Nvidia Releases Critical Security Updates for GPU Drivers and vGPU Software
Charles M. Walls | June 10, 2024 | Views: 284
The updates for GPU drivers, now available in versions R555, R550, R535, and R470, tackle five security vulnerabilities. According to Nvidia’s advisory, three of these are classified as ‘high severity’ while the other two are ‘medium severity’.
The most critical vulnerability, labeled CVE‑2024‑0090, is an out-of-bounds write flaw that affects both Windows and Linux drivers. This issue can allow attackers to execute arbitrary code, access or modify data, escalate privileges, or cause a denial-of-service (DoS) condition.
In addition, Nvidia has addressed CVE‑2024‑0089 in its Windows drivers. This vulnerability can lead to code execution, information disclosure, and data tampering.
Another high-severity issue, CVE‑2024‑0091, involves an untrusted pointer dereference in Nvidia’s Windows and Linux drivers. This flaw could result in DoS conditions, information leaks, and data tampering.
The two medium-severity vulnerabilities fixed in the June 2024 driver updates can lead to information disclosure on Linux and a DoS condition on both Windows and Linux systems.
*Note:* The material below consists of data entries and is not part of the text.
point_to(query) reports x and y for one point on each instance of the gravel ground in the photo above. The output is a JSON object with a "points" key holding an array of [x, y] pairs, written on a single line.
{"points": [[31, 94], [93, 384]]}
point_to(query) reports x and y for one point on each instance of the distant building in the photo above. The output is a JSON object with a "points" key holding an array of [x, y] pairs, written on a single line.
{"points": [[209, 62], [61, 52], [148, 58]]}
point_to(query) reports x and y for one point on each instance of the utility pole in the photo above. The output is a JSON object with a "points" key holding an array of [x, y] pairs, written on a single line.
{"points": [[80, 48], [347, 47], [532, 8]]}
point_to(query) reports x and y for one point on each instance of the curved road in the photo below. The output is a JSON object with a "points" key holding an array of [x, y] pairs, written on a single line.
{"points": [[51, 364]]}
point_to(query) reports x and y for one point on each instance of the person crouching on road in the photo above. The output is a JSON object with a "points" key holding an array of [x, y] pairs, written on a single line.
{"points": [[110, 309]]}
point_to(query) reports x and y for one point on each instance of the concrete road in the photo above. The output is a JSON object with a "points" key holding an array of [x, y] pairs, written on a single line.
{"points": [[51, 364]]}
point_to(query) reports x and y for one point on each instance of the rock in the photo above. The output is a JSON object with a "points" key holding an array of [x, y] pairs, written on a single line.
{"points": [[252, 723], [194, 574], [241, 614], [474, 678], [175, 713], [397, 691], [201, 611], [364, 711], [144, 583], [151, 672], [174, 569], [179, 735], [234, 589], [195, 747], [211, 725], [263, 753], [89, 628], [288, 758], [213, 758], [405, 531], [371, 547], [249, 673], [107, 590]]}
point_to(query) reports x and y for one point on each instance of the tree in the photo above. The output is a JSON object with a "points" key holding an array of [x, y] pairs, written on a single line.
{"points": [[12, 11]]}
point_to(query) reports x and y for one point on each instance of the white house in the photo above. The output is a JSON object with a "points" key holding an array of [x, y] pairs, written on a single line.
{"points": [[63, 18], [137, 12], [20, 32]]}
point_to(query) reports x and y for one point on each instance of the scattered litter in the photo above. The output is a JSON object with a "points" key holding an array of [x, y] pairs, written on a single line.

Regarding the vGPU software, Nvidia's updates address five additional vulnerabilities, including two high-severity flaws. These critical issues, tracked as CVE‑2024‑0099 and CVE‑2024‑0084, were found in the Virtual GPU Manager of the vGPU software for Linux and could result in information disclosure, privilege escalation, data tampering, or DoS conditions.
The remaining three medium-severity flaws in the vGPU software could lead to data tampering, privilege escalation, DoS conditions, or other unspecified behavior.
Nvidia has incorporated these fixes into vGPU software versions R550, R535, and R470, ensuring that the updates to the vGPU Manager driver include the necessary GPU driver patches as well.